Reflection: This story was so intresting to me. As the informant told it and inserted some of their own opinions on it using a modern lens, I saw how folklore changes over time. This piece of folklore reflects people’s changing opinions on women, as Lillith is a woman who was demonized. Today, however, Jewish feminists have adopted the story as a story of a woman who they can look up to. It’s really compelling to see how folklore can change over time in it’s meaning while the content of the story is actually very much the same. 

“The race is not for the swift nor the battle for the strong”

The original script is found in the Bible but originally written in Hebrew. “I returned, and saw under the sun, that the race is not to the swift, not the battle to the strong, neither yet bread to the wise, nor yet riches to men of understanding, nor yet favour to men of skill; but time and chance happeneth to them all.” Ecclesia 9:11

Full proverb: The race is not for the swift nor the battle for the strong

M: In church we like to say “the race is not for the swift nor the battle for the strong”

My interpretation is that the fastest one doesn’t always win the race. Stuff happens. God (or fate) determines the outcome of the race. This is why we tell our children stories like the tortoise and the hare. It’s about the principles that they teach. The goal is to maintain humility even anticipated victory because the outcome in this world is the one thing we will never have control over. What this proverb teaches people is to drop their sense of entitlement but still hold onto their hope.

Laughter is good medicine.

This is a phrase my mom first told me when I was a young child. She used it when she would do or say something to cheer me up when I was feeling down, after which she would say, “Cheer up, laughter is good medicine.” From then on she always reminded me to have something in my day that would make me laugh, for she said it would actually make me feel physically better. Every once in a while when I was little, and I wanted to watch cartoons and my mom didn’t really want me to I would try to persuade her by saying, “But mom, laughter is good medicine.” That always made her chuckle a bit. The phrase actually came from the Bible, out of Proverbs 17:22. It says, “A merry heart doeth good like a medicine.” My mom also told me that she read in a medical journal that doctors will actually have patients watch or read funny material, and some how it actually makes them feel better.

A bird in the hand is worth two in the bush.

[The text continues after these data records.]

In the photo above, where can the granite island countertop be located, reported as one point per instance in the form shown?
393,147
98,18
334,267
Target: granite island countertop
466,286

My informant first heard the phrase from her husband about twenty years ago. The two of them were in their car in the parking lot of a shopping center looking for a space to park in. The parking lot was quite full, and my informant was getting impatient, as they had been driving around looking for a space for some time. Finally the husband came upon a parking space deep in the back of the parking lot. My informant did not want to have to walk that far to the store, so she told her husband to continue looking for a space closer to the store she wanted to go to. At this, the husband told my
informant, “A bird in the hand is worth two in the bush.”

The husband used this analogy to explain that even though the spot they found was not the bast spot, continuing to search for a closer spot that didn’t exist at the time was not wise because there were no guarantees that they would ever actually find that closer spot. In other words, the spot they had was better than the prospective closer spot that wasn’t available.

Annotation: This phrase can be found in the Living Bible Version of the Bible in Ecclesiastes 6:9.